The TWS vids occasionally go some distance toward making dudes’ careers and this time I found myself growing bullish on the Decenzo bros, this being the second dose of Canada’s late-aughts answer to Jeremy and Jonas. Kind of digging the unvarnished brand of rail-chomping they pursue, helped by how they apparently look for new and harder tricks to take down the rails even if they don’t wind up looking that great (nollie barley grind was impressive for real though). Rollercoaster lipslide looked fun. Taylor Bingaman’s nollie b/s 5-0 down that great big round rail just looked scary.

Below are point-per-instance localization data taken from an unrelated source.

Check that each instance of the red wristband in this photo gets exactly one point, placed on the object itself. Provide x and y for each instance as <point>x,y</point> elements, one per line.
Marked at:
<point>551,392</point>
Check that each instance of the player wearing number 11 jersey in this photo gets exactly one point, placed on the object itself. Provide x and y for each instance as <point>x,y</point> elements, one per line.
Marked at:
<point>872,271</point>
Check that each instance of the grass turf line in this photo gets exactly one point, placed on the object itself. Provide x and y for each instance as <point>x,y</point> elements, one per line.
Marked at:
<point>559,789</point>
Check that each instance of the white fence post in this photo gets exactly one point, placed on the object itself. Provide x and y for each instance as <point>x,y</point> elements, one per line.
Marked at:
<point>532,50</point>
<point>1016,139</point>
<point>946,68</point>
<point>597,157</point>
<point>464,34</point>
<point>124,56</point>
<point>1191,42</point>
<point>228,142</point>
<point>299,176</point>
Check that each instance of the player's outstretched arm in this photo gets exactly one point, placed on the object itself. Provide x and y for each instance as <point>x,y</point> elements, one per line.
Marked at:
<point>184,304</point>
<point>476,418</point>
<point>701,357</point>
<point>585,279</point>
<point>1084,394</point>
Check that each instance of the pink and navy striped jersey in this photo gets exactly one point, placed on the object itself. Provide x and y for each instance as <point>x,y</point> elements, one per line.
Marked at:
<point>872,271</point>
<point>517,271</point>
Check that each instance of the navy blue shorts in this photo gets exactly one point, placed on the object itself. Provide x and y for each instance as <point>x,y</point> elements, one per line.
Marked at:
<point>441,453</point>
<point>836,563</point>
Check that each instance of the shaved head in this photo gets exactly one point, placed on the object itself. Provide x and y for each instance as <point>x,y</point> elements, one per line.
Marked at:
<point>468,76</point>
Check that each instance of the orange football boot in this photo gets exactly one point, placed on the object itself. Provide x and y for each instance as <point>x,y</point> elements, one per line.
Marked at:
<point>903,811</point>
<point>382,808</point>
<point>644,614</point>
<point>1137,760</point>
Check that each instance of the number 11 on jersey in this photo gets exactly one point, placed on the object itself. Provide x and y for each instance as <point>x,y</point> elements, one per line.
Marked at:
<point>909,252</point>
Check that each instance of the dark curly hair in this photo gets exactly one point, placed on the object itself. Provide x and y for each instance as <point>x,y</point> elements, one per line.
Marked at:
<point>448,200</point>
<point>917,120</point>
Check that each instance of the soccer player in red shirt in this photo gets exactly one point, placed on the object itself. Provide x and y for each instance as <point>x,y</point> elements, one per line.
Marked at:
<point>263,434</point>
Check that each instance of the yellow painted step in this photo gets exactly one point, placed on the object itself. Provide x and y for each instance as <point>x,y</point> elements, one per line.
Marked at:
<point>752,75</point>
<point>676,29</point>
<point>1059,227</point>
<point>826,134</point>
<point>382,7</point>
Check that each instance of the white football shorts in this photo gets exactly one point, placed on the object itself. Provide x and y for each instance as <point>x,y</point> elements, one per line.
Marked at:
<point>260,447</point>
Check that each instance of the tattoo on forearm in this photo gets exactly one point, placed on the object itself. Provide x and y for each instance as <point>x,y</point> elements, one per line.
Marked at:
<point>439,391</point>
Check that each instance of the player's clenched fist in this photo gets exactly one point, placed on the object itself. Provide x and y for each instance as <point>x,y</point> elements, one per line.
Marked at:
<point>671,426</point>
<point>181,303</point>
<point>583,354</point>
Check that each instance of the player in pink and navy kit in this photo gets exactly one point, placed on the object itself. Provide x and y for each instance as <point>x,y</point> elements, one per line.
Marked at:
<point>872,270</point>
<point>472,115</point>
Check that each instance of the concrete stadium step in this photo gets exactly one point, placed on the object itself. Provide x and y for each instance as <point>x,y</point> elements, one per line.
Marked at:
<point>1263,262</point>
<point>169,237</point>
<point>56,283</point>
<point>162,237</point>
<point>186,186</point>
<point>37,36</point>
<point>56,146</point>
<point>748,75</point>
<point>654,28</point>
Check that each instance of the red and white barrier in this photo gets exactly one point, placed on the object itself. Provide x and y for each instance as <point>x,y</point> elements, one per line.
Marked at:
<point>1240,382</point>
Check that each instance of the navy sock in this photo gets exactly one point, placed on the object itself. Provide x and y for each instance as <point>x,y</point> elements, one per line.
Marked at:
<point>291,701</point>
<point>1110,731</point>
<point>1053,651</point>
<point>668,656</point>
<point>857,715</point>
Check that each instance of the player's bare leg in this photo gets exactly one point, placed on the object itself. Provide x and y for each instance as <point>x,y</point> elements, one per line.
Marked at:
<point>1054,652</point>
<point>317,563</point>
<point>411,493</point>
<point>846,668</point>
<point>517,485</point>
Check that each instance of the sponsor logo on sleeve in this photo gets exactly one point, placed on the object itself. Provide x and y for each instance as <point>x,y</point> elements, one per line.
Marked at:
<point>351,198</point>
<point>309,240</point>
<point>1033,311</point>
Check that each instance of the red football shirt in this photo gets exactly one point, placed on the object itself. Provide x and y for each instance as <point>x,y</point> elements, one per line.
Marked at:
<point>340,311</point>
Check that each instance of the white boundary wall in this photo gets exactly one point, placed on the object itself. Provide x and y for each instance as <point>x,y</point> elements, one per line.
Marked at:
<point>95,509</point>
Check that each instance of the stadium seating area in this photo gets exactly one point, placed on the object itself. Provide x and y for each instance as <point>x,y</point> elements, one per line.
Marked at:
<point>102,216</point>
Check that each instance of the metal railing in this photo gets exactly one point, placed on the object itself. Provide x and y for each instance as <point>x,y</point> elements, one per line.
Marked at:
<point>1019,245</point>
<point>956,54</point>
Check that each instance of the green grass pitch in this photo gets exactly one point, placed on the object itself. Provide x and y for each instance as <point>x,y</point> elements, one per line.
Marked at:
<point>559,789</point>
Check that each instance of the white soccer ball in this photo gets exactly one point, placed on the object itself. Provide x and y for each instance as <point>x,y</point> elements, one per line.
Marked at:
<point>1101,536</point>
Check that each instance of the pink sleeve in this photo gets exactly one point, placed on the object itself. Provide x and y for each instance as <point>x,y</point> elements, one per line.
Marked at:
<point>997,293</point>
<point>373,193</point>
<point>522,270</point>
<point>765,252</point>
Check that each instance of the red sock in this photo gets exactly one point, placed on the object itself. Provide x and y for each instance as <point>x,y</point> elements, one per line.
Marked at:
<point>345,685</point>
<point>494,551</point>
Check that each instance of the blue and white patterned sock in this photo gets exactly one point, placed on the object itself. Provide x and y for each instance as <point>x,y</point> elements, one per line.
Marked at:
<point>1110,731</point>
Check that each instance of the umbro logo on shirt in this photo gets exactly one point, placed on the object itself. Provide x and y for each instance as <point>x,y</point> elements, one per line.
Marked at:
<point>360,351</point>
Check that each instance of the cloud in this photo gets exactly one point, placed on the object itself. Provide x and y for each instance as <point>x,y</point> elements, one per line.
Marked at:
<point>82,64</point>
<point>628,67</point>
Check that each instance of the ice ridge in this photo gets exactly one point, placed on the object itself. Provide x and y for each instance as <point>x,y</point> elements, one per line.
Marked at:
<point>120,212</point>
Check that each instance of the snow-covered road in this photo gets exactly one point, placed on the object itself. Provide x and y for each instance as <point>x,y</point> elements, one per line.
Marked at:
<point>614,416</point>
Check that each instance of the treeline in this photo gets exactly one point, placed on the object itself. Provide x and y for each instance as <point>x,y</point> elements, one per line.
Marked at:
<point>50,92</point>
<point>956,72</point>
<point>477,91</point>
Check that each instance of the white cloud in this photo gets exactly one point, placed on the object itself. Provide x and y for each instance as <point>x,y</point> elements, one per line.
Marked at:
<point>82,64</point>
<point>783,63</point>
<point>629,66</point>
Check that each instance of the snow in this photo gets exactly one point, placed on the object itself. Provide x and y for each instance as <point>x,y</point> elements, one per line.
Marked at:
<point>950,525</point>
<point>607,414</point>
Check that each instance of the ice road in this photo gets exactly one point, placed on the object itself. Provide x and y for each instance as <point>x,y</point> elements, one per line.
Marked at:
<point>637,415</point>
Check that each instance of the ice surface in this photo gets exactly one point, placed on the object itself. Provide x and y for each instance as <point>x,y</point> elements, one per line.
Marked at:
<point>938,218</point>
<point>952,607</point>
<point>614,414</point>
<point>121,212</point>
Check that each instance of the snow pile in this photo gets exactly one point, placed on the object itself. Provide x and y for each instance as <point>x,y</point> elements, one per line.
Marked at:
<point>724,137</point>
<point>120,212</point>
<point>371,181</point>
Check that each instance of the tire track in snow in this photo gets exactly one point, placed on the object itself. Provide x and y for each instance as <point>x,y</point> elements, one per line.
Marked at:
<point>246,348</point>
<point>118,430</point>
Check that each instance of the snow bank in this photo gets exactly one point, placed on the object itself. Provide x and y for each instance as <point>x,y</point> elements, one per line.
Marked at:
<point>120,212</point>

Someone on the Slap board described backside slider to backside flipper and noted teal fan Tyler Bledsoe as Alien’s answer to Sean Malto, which is accurate enough in its way, and it’s nice to see him do some more lines here than in “Mind Field.” Thinking in particular the tail, smith grind, kickflip sequence, a thoughtful turn that reminded me of teammate Arto’s opening runs in “Sorry.” This section seems meant as Bledsoe’s pro bow (and he has a beaut of a debut graphic) but the “Hallelujah” choirmaster has to be the increasingly hairy Torey Pudwill… his “Dudesx3” part served as a notice of arrival and here he appears intent on pushing his freakish powers to the limit of video-gamedom with all those kickflips in the midst of ledge combos and generally lazer flipping whatever frightening jump is in front of him. The arms still flap now and then but the unhinged look has a way of making some of these moves a teeny bit more realistic, or at least justifiably hard, and on some of those __ kickflip __ things you have a hard time imagining anybody else doing them, which is saying something nowadays.